Femia (Patria dkk., 2003:124) menyatakan bahwa setidaknya ada empat model konsensus, yaitu konsensus pada masa Romawi Kuno, pra-moderen, masa masyarakat kapitalis, dan masa pemikiran kontemporer. Keempat masa ini memiliki pemikiran-pemikiran khas. Untuk lebih jelasnya berikut ini ditampilkan kutipan pendapat Femia mengenai konsensus hegemoni (Hendarto (1993: 79, Nezar dkk., 2003:124-125).

Pertama, dalam sejarah Romawi Kuno, pusat kekuasaan berada dalam tangan seorang Kaisar. yang berperan sebagai hakim agung, sumber otoritas politik. “Konsensus” berada di tangan Kaisar seorang, segala sesuatu mutlak di tangan kaisar.

Kedua, dalam sejarah pra-moderen, pandangan tentang konsensus tampil sejalan dengan konsepsi masyarakat organik dengan paham bahwa setiap orang mempunyai status dan fungsi yang ditentukan dalam hierarki alamiah (kodrat). Bahwa etika politik bukanlah pertama-tama bertalian dengan masalah hukum, melainkan lebih merupakan kewajiban manusia terhadap masyarakatnya. Di dalam konsensus dipahami bahwa subjek-subjek yang memegang otoritas memahami dan mengikutinya. Dalam pengertian ini tidak dipakai penerimaan indiviual karena tujuannya pada keteraturan universal.

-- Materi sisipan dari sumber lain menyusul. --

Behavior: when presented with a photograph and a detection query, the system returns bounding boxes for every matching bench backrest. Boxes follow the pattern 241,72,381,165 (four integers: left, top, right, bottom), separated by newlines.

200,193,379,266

Ketiga, dalam masyarakat kapitalis lanjut secara filosofis dan politik tampil teori-teori hukum alam dan kontrak sosial. Konsensus dipandang sebagai tindakan yang dikehendaki atau sekurang-kurangnya dilakukan dengan sukarela secara individual, tidak ada sesuatu pun yang dapat memaksa manusia. Konsensus memasuki hidup bersama dengan perjanjian positif. Dengan kata lain, kebebasan individu mendapat tempat utama dalam masyarakat.

Keempat, dalam pemikiran politik dewasa ini, ada perubahan pengertian konsensus dari pengertian liberal mengungkapkan tuntutan yang baru. Warga negara secara individual menuntut keterlibatan secara langsung ataupun tidak langsung dalam masyarakat politik yang diorganisasi dan ditentukan. Dapat dikatakan bahwa konsep ini mengisi arti pokok yang tidak ada dalam pemikiran mengenai kontrak sosial. Konsensus dipandang sebagai kekhususan sifat dari sistem lembaga-lembaga demokratis yang familliar.

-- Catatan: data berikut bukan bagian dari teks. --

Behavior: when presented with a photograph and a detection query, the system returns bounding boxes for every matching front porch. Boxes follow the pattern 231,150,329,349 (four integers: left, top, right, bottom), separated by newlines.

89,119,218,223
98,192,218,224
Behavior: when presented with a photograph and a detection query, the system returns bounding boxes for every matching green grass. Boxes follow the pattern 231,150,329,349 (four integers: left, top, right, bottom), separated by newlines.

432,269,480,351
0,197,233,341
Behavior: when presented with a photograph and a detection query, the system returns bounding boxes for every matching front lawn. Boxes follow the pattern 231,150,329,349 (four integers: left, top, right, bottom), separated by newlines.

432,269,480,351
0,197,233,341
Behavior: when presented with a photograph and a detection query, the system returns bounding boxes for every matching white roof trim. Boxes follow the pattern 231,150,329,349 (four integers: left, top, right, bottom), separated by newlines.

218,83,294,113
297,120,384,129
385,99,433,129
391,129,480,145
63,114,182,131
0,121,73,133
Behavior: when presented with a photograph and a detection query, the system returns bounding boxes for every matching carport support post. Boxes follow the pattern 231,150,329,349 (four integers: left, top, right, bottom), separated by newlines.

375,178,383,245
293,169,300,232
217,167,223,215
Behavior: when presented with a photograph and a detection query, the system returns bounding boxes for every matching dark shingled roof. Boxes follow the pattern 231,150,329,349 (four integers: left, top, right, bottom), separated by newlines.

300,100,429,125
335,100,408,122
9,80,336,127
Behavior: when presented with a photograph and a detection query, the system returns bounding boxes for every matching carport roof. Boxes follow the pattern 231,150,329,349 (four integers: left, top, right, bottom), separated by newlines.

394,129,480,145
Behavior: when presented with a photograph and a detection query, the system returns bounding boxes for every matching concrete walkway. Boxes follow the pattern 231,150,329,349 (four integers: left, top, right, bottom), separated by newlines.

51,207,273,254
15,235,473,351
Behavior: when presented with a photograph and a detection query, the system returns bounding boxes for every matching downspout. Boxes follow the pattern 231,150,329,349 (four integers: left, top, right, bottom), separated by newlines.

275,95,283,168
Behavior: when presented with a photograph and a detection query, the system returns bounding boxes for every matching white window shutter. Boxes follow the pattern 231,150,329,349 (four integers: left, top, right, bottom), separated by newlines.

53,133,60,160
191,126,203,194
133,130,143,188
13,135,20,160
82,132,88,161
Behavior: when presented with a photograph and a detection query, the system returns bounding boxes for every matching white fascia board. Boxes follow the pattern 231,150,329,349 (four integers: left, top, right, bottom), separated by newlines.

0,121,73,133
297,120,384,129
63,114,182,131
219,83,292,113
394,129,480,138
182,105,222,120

Ada tiga tingkatan hegemoni yang dikemukanakn Gramsci dalam konsepnya mengenai hegemoni, yaitu pertama hegemoni total (integral), hegemoni merosot (decadent), dan hegemoni minimum. Pertama, hegemoni integral adalah hegemoni yang ditandai dengan afiliasi massa yang mendekati totalitas, masyarakat menunjukan kesatuan moral dan intelektual yang kokoh. Kondisi tersebut tampak dalam hubungan organis antara pemerintah dengan yang diperintah.

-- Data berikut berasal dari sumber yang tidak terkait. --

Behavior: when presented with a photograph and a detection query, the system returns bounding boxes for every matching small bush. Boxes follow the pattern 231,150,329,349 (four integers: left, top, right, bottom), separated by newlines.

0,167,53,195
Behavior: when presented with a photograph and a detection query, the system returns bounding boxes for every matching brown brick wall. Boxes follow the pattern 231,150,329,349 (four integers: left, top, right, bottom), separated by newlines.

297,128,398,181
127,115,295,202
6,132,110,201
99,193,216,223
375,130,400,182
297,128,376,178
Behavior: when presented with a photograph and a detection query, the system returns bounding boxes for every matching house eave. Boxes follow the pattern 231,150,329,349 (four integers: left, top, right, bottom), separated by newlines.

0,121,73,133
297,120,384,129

Kedua, hegemoni merosot adalah suatu kondisi hegemoni yang mengandung kontradiksi. Kontradiksi itu mengakibatkan adanya pertentangan-pertentangan antara penguasa dengan yang dikuasai. Dalam hegemoni ini rawan terjadi disintegrasi.

Ketiga adalah minimal hegemoni. Hegemoni ini merupakan hegemoni paling rendah. Hegemoni bersandar pada satuan ideologis antara elit ekonomis, politis, dan intelektual yang diturunkan bersamaan dengan keengganan setiap campur tangan massa dalam kehidupan bernegara. Dengan demikian, kelompok-kelompok hegemonis tidak mau menyesuaikan kepentingan dan aspirasi-aspirasi mereka dengan kelas lain dalam masyarakat.

Kata Ideologi memiliki pengertian yang cukup luas, oleh karena itu perllu diperhatikan makna dari ideologi. Pertama, ideologi adalah semua sistem besar yang memberikan orientasi kepada manusia. Ideologi memberikan ajaran kepada manusia tentang suatu keadaan, terutama mengenai struktur kekuasaan yang dianggap sah. Ideologi merupakan ilusi atau kesadaran palsu yang tidak menggambarkan situasi nyata manusia sebagaimana adanya. Ideologi menggambarkan realitas dengan penafsiran terbalik. Apa yang tidak baik dan tidak wajar dinyatakan sedemikian rupa sehingga nampak baik dan wajar. Hal itu terjadi karena ideologi melayani kepentingan kelas yang berkuasa sebagai alat legitimasi (Magnis-Suseno, 1999:122-123).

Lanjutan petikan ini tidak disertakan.